Kermode flagged that the media often accepts celebrity name changes but ignores or disrespects trans people by needlessly using former names. “We find it odd that there is so much media focus on the ‘real names’ of trans people when celebrity name changes like Jodie Foster’s or Cary Grant’s are ignored in most articles about them and are not seen as having greater weight than their chosen names,” Kermode told iMediaEthics. “Nothing meaningful is revealed by telling people a trans person’s former name when the fact that they are trans has already been stated, but trans people who have experienced this (often referring to it as ‘deadnaming’) feel that it adds an element of humiliation.”
Further, Kermode pointed out that it was “inappropriate and reductive” for the Mail to use the word transgender as a noun. “We advise its use strictly as an adjective, so one might say ‘transgender man’ or ‘transgender person’ (often shortened to ‘trans man’ or ‘trans person’),” Kermode explained. “This makes it clearer that being trans is just one aspect of who somebody is, not the whole of their being.”
Throughout our story, iMediaEthics will be redacting Evie’s former name as it is no longer how she identifies and is not relevant in any apparent way. By way of contrast, the Sydney Morning Herald published a story about Amati’s court appearance that didn’t include any details of her transition or sensationalize her.
What the Outlets Did:
The Daily Mail‘s article was headlined: “Transgender woman, 24, accused of bludgeoning two innocent people with an axe at a 7-Eleven was born as a boy named [redacted] – but had a sex change two years ago in Thailand to become Evie.”
The first sentence of the article says “The woman accused of a terrifying axe attack in a 7-Eleven was a man named [redacted] until a sex change operation two years ago.”
The article includes details of where the operation was done, how long it lasted, pictures of Amati before and after her transition, screenshots of Amati’s 2012 social media posts about transitioning, information about her girlfriends, information about who went with her for the procedure, screenshots from her former girlfriend, two videos of the attack in the 7-Eleven, and the hormone drugs she is taking. The Mail had the gall to note that Amati “deleted all the photos of herself” pre-transition but still decided to track some down and publish them along with descriptions of Amati’s appearance before her transition.
News.com.au’s story, which wasn’t bylined, was slightly less bad than the Mail‘s. It was headlined “Woman accused of terrifying 7-Eleven axe attack is transgender unionist once known as [redacted].” Like the Mail, the article quoted from Amati’s Facebook account nearly five years earlier, before she transitioned, and used her former name. It also used photos of her before her transition and quoted from her posts sharing her thoughts about transitioning. It included the names of the hormone drugs she is taking.
The Mail‘s Recent History
This is just the latest case where the Mail grabbed our attention with insensitive, inappropriate coverage. Just last month, we critiqued the Daily Mail Australia for its harmful story comparing a random disabled woman in South Carolina to a zombie, using side-by-side photos of her mugshot with still images from The Walking Dead. That same week, the Daily Mail Australia apologized after publishing a mean-spirited article about Australian TV host Samantha Armytage and her underwear, based on paparazzi photos.
Last month, the Mail Online apologized to a Muslim family after falsely calling them extremists linked to Al Qaeda.

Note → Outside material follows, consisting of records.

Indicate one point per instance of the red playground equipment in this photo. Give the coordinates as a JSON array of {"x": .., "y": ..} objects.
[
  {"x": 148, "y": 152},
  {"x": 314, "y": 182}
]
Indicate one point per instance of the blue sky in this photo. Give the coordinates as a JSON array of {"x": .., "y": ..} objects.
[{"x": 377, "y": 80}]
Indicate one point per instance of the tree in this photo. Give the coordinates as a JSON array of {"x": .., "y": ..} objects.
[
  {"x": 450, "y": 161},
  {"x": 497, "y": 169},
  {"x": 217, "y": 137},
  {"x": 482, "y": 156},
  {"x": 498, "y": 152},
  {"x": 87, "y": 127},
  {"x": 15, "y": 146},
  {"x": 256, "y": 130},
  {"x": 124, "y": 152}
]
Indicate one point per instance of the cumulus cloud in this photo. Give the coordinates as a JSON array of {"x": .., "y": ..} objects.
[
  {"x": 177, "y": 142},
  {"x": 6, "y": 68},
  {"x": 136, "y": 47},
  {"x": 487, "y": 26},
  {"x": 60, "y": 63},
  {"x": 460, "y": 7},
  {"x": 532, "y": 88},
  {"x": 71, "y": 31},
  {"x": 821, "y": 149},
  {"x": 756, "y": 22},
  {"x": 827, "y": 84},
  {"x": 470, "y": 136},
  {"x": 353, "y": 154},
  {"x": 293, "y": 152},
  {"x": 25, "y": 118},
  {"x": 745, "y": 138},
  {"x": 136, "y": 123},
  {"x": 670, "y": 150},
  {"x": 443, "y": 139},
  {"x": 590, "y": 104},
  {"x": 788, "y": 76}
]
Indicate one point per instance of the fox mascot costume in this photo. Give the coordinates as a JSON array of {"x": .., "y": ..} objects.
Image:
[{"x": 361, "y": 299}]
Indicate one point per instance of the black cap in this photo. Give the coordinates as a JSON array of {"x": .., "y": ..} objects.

The Mail was also one of three UK outlets to falsely claim that a UK playground was being torn down because fat kids would get stuck in it (it was actually a safety inspection that led to the playground’s destruction). In November, the Mail unpublished long-lens photos of Princess Beatrice in a bikini on a yacht on vacation after she complained; the UK press regulator IPSO ruled the photographs were an invasion of privacy. And the Mail is currently fighting a libel lawsuit filed by Melania Trump over its now-retracted report alleging she worked as an escort.